Miss or Mrs.?
As he put the question, they might have heard (if they had not been too completely engrossed in each other to listen) the footsteps returning—one pair of footsteps only this time. Natalie’s prolonged absence had begun to surprise her aunt, and had roused a certain vague distrust in Richard’s mind. He walked back again along the deck by himself. He looked absently in the main cabin as he passed it. The store-room skylight came next. In his present frame of mind, would he look absently into the store-room too?     

       “Let me go!” said Natalie.     

       Launce only answered, “Say yes,” and held her as if he would never let her go again.     

       At the same moment Miss Lavinia’s voice rose shrill from the deck calling for Natalie. There was but one way of getting free from him. She said,       “I’ll think of it.” Upon that, he kissed her and let her go.     

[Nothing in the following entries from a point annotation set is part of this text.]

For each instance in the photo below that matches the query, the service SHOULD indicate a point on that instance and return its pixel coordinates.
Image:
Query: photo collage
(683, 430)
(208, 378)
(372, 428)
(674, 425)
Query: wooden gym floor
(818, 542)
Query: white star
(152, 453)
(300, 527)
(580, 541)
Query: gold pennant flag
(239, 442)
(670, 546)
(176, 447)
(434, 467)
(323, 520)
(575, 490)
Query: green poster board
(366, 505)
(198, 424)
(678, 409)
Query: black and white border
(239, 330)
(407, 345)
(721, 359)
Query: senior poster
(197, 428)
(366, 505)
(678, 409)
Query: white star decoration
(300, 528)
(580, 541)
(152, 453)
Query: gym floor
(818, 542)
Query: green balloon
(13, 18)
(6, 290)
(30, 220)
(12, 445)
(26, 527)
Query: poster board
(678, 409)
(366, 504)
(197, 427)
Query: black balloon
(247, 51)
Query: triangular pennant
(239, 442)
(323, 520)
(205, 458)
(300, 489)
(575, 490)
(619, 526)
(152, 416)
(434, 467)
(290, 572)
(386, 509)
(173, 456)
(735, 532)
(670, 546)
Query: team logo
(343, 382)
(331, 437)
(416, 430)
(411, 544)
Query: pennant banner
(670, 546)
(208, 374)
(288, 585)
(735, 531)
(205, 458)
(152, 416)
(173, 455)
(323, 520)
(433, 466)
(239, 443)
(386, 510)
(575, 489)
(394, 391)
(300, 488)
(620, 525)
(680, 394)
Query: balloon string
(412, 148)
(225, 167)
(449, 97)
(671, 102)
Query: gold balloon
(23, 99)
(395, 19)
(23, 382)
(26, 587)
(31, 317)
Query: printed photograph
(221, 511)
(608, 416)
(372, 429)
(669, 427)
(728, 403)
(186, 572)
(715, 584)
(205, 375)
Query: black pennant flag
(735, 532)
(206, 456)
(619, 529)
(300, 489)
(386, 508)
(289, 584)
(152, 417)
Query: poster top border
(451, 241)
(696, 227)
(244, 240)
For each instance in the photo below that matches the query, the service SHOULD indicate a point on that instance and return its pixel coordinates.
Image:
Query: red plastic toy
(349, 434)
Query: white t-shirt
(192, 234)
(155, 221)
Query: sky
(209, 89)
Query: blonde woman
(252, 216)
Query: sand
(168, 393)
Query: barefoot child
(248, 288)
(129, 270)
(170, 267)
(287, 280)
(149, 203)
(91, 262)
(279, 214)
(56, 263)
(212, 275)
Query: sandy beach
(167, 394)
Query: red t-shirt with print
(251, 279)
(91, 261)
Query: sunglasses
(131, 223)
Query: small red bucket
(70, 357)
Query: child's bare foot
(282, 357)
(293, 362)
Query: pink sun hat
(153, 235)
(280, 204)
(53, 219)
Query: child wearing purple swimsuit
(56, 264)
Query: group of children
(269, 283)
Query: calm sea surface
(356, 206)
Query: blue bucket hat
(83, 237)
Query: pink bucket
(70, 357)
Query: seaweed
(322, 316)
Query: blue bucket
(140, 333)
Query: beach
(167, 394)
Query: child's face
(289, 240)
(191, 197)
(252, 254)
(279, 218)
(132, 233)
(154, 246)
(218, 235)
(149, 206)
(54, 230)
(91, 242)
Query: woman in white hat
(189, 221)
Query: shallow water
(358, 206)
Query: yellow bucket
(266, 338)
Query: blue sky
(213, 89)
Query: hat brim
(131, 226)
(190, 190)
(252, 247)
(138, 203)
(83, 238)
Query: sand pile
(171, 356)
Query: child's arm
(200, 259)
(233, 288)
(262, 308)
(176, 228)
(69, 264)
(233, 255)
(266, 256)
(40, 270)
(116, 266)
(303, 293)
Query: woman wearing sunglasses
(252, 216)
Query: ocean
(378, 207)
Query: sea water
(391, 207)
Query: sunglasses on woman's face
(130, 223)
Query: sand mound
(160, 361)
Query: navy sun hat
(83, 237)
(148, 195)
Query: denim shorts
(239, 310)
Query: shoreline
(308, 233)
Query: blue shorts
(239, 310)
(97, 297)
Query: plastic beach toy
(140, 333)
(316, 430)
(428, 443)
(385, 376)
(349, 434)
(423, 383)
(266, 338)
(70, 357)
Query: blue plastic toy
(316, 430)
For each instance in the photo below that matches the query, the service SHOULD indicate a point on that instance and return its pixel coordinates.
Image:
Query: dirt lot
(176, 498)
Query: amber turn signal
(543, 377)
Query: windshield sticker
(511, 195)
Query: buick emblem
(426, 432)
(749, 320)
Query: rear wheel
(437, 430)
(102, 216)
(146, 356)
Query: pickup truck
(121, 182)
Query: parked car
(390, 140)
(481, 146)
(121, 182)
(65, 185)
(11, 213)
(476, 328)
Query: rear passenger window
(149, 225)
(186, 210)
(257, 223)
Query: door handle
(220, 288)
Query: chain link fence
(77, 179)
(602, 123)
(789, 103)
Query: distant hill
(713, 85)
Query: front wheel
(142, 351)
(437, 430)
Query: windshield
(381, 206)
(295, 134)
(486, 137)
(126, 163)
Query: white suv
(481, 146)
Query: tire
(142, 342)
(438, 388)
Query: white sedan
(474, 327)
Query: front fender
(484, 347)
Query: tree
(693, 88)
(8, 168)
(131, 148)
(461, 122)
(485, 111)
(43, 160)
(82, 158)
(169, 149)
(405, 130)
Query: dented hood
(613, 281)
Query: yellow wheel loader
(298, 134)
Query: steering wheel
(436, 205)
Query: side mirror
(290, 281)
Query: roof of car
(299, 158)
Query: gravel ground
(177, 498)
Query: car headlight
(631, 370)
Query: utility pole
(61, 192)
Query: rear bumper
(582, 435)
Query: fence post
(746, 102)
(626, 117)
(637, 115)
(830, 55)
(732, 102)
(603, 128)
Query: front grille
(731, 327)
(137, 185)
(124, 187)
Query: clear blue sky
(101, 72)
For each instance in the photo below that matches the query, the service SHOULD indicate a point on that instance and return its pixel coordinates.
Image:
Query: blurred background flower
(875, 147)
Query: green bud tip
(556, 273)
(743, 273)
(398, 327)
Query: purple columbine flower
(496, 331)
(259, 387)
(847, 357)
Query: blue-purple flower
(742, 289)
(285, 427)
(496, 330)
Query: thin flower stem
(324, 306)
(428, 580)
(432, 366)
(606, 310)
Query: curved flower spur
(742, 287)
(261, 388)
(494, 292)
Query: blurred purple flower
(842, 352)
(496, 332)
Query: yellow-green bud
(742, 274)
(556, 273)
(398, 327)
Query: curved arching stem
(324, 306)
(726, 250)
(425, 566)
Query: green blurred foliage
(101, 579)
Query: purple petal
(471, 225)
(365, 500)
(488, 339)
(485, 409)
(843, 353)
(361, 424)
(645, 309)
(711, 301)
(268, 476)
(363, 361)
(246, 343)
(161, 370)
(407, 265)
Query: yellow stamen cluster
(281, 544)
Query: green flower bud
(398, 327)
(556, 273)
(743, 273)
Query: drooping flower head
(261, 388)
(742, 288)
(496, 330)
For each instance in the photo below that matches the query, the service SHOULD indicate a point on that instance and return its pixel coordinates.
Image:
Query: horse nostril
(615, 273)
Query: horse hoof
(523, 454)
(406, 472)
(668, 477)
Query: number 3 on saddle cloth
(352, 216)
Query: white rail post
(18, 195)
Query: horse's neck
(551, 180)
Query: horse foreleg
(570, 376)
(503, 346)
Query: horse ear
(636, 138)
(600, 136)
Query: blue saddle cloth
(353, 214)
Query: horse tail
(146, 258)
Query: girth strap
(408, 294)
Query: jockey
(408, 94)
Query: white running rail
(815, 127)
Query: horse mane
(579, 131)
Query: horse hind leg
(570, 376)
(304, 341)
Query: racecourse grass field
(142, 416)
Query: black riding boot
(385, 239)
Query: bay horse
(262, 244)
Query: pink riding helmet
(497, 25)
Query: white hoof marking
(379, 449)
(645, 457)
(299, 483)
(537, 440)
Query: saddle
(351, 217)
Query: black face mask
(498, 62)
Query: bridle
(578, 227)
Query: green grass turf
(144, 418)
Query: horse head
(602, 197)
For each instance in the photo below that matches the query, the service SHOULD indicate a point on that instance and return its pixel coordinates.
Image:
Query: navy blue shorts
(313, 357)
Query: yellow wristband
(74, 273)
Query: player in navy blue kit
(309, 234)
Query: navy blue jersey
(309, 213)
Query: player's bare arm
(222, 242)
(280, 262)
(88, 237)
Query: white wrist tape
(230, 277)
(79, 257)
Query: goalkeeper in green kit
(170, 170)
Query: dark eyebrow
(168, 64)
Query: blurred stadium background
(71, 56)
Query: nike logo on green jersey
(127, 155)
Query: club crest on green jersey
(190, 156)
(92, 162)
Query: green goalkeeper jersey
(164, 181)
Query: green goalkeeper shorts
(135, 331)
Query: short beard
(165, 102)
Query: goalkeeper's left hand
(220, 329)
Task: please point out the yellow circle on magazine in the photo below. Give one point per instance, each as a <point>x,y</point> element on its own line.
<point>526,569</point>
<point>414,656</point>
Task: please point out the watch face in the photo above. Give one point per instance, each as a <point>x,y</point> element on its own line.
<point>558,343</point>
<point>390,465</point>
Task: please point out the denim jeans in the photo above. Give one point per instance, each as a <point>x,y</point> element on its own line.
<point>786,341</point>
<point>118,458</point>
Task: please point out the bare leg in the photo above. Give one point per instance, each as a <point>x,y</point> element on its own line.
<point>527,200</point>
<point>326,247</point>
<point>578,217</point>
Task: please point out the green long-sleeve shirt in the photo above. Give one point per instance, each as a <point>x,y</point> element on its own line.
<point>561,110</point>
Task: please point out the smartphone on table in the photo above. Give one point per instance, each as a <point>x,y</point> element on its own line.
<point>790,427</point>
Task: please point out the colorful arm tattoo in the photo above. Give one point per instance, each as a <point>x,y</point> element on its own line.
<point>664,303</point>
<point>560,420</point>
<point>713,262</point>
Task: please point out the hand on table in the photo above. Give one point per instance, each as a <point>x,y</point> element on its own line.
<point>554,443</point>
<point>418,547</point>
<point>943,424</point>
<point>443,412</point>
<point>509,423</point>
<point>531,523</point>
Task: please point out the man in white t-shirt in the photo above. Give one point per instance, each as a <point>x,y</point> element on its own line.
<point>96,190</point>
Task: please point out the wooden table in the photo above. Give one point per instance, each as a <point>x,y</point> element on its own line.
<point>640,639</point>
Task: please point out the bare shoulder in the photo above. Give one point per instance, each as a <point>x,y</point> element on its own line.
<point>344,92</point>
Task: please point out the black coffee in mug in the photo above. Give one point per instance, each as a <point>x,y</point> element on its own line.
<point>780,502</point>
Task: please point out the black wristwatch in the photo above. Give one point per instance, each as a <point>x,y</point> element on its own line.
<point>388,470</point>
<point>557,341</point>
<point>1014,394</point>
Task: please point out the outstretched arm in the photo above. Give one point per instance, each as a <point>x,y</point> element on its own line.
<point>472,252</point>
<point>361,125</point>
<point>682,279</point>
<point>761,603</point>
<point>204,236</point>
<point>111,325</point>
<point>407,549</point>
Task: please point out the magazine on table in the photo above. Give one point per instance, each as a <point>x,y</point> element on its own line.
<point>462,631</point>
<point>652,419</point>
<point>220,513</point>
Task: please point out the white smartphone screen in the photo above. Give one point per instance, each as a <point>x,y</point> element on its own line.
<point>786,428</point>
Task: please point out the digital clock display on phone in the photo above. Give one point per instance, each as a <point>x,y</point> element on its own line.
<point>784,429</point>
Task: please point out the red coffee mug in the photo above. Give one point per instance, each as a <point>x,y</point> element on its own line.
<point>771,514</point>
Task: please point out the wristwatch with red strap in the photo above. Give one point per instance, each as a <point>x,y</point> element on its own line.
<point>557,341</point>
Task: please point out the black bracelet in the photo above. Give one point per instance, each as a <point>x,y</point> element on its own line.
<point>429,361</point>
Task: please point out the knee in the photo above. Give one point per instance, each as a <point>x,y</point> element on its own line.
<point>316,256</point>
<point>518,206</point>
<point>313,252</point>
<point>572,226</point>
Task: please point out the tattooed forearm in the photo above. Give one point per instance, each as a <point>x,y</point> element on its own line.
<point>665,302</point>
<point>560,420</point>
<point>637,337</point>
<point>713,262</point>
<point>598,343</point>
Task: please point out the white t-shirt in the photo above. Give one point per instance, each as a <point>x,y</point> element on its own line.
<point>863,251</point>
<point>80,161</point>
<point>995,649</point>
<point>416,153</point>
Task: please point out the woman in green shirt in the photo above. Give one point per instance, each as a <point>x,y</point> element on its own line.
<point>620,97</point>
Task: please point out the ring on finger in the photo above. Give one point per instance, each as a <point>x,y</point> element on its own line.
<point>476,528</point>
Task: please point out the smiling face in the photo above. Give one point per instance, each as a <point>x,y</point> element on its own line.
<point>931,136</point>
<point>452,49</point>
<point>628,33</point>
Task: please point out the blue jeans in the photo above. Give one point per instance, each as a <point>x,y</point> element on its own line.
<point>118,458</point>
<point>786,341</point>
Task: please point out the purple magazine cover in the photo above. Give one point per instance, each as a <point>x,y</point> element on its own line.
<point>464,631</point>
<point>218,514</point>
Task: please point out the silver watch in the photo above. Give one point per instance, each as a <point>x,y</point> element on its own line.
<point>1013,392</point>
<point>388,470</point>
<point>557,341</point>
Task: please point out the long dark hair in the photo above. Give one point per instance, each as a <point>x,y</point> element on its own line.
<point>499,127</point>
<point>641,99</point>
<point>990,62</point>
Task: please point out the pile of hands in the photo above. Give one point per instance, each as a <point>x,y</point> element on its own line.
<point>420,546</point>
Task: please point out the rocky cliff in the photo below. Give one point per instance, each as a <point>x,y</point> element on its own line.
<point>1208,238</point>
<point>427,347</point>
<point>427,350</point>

       The door had barely closed on her when the lowering face of Richard Turlington appeared on a level with the side of the sky-light, looking down into the store-room at Launce.     

       “Halloo!” he called out roughly. “What are you doing in the steward’s room?”      

       Launce took up a box of matches on the dresser. “I’m getting a light,” he answered readily.     

       “I allow nobody below, forward of the main cabin, without my leave. The steward has permitted a breach of discipline on board my vessel. The steward will leave my service.”      

       “The steward is not to blame.”      

       “I am the judge of that. Not you.”      

       Launce opened his lips to reply. An outbreak between the two men appeared to be inevitable, when the sailing-master of the yacht joined his employer on deck, and directed Turlington’s attention to a question which is never to be trifled with at sea, the question of wind and tide.     

       The yacht was then in the Bristol Channel, at the entrance to Bideford Bay. The breeze, fast freshening, was also fast changing the direction from which it blew. The favorable tide had barely three hours more to run.